Last night I dreamt I was out and about with my beloved and in the distance we spotted our soul sister. My beloved called out to her and at that exact same time, I saw a tornado approaching. It was a dark spinning cloud, lifting rubble and spinning up everything it met in its way and it was coming our way. We started calling our sister to come quickly and the three of us grabbed hands, held tight and when the tornado cought us in its whirlwind, we were a triangle of humans holding on to each other in the storm.

Over two decades ago, when I had my very first encounter with a psychiatrist to explain what I felt during what I deemed to be a panic attack, he cautioned me. He explained that the brain had now learned “the way of the storm”. That a new pathway had been built and that even the smallest of worries or changes could put me on that path. That I needed to be careful. It took me years to understand and internalize the precious information that he had offered me. I wish I had understood it faster. I might have taken better care of my mind, to make it stronger when the storm hits. Because there is no way around the storm: I either live every smaller one as best I can and train my skills or let the energy compound into the perfect storm and I… potentially crash.

The lesson storms keep teaching me and the one I continuously forget is that the only thing I need to (and can) do in eye of the storm is to hold on. Breathe, connect to reality in any way that I can (as tornados uproot everything I thought was firmly grounded in my existence) and I wait it out. If I can, I remember impermanence: this too shall pass.

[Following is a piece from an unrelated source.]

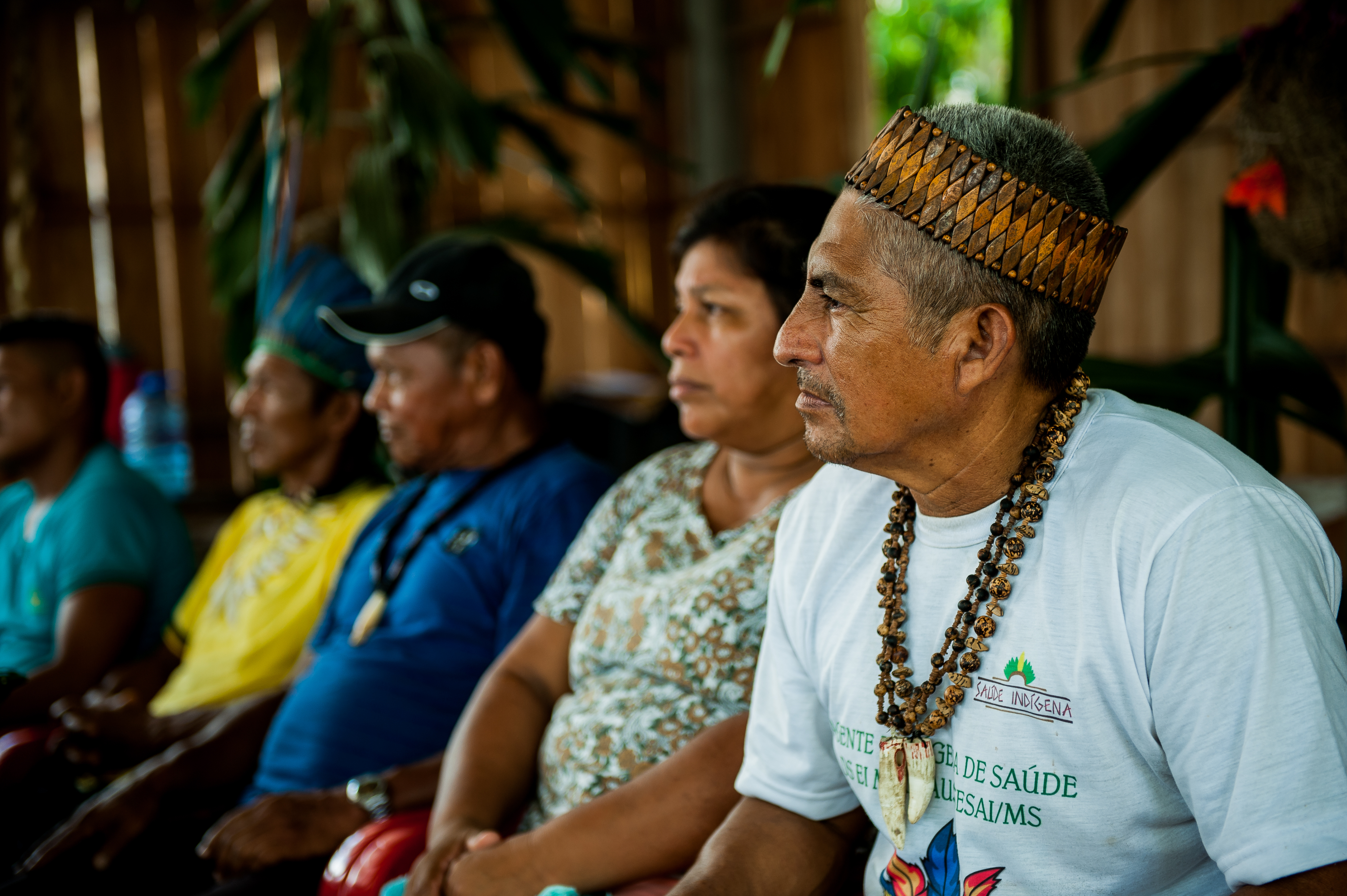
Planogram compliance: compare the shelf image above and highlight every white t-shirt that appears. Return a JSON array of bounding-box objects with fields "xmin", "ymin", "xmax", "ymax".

In the eye of the storm is not the place for me to make decisions, to create strategies. The eye of the storm is not a place where I decide to change my career, change my partner or invest in something major. The eye of the storm is a moment to pause, breathe (whenever I can) and protect myself. Once the storm passes, in the sunlight and the rainbow of the clearing I will be able to look around and see what remained standing, who is still holding my hand and what has turned to dust. And rebuild from there.